The Mythical Application Owner – And Why They Matter to DevOps

I have been on both the customer and the vendor side of Application Management over the last decade. So, I was surprised how much trouble my team and I had really defining the Application Owner as a sales target. With our collective backgrounds, I expected it to be a breeze. Of course the CxOs, VP Operations, and others are well know entities. So why is the application owner so difficult to find? One reason is because the definitions are all over the place.

For example, one definition on the IT Law Wiki says:

An application owner is the individual or group with the responsibility to ensure that the program or programs, which make up the application, accomplish the specified objective or set of user requirements established for that application, including appropriate security safeguards.

Snore… I could be in charge of Microsoft Office for my company and fit that technically focused, but inherently logical, definition. NIST has a similarly technically oriented definition. Now in all seriousness, we can see that part of the problem is that I really mean a business application owner, not a technical owner. In that vein, a definition much more to my liking can be found on this blog entry from Nick Spanos on his Lean IT blog. In the spirit of lean methodology, he brings in business/customer outcomes, business processes, etc.

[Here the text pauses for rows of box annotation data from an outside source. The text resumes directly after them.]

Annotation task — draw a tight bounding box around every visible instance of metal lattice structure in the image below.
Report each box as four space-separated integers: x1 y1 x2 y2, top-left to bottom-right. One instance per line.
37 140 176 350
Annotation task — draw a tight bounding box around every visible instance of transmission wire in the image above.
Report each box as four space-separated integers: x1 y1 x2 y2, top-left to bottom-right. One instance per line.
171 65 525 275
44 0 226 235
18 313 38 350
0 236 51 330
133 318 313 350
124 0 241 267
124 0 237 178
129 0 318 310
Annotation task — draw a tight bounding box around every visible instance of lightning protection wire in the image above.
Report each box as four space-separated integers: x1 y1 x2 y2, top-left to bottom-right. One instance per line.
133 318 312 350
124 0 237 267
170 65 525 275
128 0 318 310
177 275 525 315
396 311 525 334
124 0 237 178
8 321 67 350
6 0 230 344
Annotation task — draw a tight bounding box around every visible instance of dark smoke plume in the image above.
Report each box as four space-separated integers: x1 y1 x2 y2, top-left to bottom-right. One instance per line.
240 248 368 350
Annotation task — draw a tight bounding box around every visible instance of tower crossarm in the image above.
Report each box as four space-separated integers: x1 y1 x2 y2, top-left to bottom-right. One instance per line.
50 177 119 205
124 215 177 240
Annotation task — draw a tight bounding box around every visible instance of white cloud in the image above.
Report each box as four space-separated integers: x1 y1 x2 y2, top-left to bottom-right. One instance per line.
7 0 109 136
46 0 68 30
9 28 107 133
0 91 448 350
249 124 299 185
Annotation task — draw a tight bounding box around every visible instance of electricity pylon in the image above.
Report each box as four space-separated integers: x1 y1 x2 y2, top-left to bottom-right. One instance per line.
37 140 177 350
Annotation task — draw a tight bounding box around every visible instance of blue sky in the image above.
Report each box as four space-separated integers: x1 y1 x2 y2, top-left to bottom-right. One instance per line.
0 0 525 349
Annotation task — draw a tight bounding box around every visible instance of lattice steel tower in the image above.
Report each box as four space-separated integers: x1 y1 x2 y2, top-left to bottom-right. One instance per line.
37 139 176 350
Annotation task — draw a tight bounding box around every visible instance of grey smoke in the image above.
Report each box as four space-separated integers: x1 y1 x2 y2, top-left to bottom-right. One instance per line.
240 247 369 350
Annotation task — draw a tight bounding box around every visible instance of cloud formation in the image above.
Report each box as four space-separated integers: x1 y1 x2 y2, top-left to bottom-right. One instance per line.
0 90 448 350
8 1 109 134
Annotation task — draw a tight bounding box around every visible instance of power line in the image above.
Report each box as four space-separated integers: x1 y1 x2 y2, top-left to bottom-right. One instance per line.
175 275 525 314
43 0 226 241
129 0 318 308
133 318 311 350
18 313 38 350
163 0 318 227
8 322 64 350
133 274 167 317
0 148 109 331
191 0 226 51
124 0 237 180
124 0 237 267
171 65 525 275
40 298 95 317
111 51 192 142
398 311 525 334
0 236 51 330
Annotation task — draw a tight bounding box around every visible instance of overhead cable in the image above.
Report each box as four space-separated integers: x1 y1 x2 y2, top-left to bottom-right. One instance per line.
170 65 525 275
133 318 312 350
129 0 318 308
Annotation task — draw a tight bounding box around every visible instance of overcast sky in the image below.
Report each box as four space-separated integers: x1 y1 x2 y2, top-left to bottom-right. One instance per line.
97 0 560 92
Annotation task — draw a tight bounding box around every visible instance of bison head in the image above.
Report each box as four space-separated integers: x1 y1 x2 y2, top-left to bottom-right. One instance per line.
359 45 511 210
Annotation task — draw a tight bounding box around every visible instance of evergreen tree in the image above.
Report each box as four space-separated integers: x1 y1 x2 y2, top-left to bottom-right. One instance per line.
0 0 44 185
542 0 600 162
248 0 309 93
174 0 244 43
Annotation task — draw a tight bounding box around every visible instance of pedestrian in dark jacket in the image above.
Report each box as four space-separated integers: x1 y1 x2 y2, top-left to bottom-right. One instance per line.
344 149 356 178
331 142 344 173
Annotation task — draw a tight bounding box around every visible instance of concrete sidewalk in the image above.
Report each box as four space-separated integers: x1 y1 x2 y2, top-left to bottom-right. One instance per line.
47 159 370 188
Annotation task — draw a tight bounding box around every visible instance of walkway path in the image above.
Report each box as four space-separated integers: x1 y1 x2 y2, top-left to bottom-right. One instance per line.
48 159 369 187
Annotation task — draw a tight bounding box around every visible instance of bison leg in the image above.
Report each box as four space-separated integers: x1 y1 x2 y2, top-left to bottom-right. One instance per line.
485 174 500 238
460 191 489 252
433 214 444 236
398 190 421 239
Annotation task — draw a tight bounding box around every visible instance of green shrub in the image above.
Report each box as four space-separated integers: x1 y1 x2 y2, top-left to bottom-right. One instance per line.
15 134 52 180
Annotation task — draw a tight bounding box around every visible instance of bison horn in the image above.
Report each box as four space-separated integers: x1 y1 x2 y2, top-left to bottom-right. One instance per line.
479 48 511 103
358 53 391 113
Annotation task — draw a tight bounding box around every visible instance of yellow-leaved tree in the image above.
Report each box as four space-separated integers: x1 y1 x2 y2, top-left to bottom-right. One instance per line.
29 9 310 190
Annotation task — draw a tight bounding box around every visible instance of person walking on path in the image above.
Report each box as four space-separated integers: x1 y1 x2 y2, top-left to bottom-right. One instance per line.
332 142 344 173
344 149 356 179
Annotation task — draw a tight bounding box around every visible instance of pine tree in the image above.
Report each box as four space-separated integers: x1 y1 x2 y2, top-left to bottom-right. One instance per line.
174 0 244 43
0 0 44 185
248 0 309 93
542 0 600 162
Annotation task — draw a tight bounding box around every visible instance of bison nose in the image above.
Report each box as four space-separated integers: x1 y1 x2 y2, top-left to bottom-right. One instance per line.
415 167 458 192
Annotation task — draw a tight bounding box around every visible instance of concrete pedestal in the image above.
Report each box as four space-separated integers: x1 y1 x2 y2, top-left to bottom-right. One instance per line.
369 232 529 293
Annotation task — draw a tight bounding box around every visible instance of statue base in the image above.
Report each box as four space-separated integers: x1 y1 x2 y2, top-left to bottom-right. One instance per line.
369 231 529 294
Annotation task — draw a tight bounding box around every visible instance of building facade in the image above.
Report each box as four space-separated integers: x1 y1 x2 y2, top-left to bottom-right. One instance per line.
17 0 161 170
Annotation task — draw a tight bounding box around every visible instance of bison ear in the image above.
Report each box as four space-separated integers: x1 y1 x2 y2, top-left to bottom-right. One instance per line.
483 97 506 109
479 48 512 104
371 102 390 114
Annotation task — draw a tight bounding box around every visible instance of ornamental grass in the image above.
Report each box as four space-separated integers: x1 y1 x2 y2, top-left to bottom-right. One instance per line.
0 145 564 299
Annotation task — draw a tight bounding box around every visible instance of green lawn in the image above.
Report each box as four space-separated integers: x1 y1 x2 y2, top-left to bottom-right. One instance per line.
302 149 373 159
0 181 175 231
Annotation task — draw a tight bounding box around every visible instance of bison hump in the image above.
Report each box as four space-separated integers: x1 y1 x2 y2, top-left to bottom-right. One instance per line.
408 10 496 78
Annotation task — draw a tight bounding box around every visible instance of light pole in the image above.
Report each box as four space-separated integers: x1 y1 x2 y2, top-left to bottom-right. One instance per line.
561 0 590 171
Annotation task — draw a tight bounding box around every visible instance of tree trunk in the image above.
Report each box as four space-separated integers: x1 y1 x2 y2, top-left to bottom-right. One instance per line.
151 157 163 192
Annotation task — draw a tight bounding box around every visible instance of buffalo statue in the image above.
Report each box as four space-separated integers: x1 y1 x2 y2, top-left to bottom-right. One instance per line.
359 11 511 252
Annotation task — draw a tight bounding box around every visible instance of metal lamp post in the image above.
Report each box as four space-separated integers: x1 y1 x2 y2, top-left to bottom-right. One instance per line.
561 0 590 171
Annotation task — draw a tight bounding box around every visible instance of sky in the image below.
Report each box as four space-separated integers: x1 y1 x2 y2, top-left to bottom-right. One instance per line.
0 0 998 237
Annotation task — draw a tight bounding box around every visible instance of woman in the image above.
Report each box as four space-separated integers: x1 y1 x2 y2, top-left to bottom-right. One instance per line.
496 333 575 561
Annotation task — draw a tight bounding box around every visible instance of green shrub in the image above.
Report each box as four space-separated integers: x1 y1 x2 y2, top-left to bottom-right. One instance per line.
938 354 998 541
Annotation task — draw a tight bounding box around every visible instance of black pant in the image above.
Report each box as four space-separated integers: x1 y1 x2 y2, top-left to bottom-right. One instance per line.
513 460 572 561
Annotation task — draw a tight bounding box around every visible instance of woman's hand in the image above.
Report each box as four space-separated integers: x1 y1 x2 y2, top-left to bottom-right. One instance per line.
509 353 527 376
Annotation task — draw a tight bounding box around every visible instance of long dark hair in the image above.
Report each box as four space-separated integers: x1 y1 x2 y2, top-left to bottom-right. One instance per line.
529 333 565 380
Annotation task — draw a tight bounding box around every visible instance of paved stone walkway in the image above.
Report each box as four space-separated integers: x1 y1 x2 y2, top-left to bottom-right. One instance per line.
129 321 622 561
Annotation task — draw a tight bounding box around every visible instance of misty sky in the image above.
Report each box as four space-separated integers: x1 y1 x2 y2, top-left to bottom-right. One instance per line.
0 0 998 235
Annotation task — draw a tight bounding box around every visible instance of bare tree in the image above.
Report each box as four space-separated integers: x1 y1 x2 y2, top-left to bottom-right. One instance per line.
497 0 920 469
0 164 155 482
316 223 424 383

So, who cares? I think anyone who cares about DevOps should care. As DevOps expands from a grassroots movement to a business-changing phenomenon, it needs to continue to develop thought patterns that appeal to those footing the bill. This is where so much good thinking in IT falls down – the inability to articulate the value to the business. That said, I don’t think it has to be complicated. I see two over-riding characteristics:

They live, eat, and breathe application revenue

For every revenue-generating application out there, there is someone being measured on that revenue. For a small company, that might be the CEO. For a Fortune 500 company, there could be dozens of applications, each with an owner. Regardless of industry, somebody goes to sleep at night worrying about whether whatever.com is measuring up to expectations.

They care (or should care) about customer value

Customers pay the bills, so worrying about revenue means obsessing about customers. I think that one of the common themes for companies successfully implementing DevOps is the over-riding need to deliver customer value. This is coincidently very much in line with lean methodology – which is why lean and DevOps are so good together. An application that is always in danger of losing customers and competitiveness is fertile ground for DevOps. If your application isn’t in a competitive space, why would you even bother?!

Pretty much everything else is going to be different by industry. An application owner at SuperCoolStartup dot com will likely be very different than the app owner at BigRetail dot com or the MBA educated person running SomethingOrOtherFinancial dot com. What they should have in common in the commitment to increasing revenue by increasing customer value.

Now, one caveat. Not every application has revenue. I would argue that the lack of the profit imperative makes a wrenching change like DevOps much more difficult, but you can insert “mission” or “fund raising” for most of these points.

So, why does this matter? DevOps practitioners, and IT organizations in general, have an unprecedented opportunity to make IT matter to the business more than it ever has before. IT can become an enabler for revenue, rather than a pure cost center. However, to do that, they need to learn to express the value of DevOps in revenue and customer-focused terms, and begin to make the case directly to the application owner. Over time, I think the pendulum of power is swinging from the CIO and VP operations to the application owners. So, IT needs to make some new friends!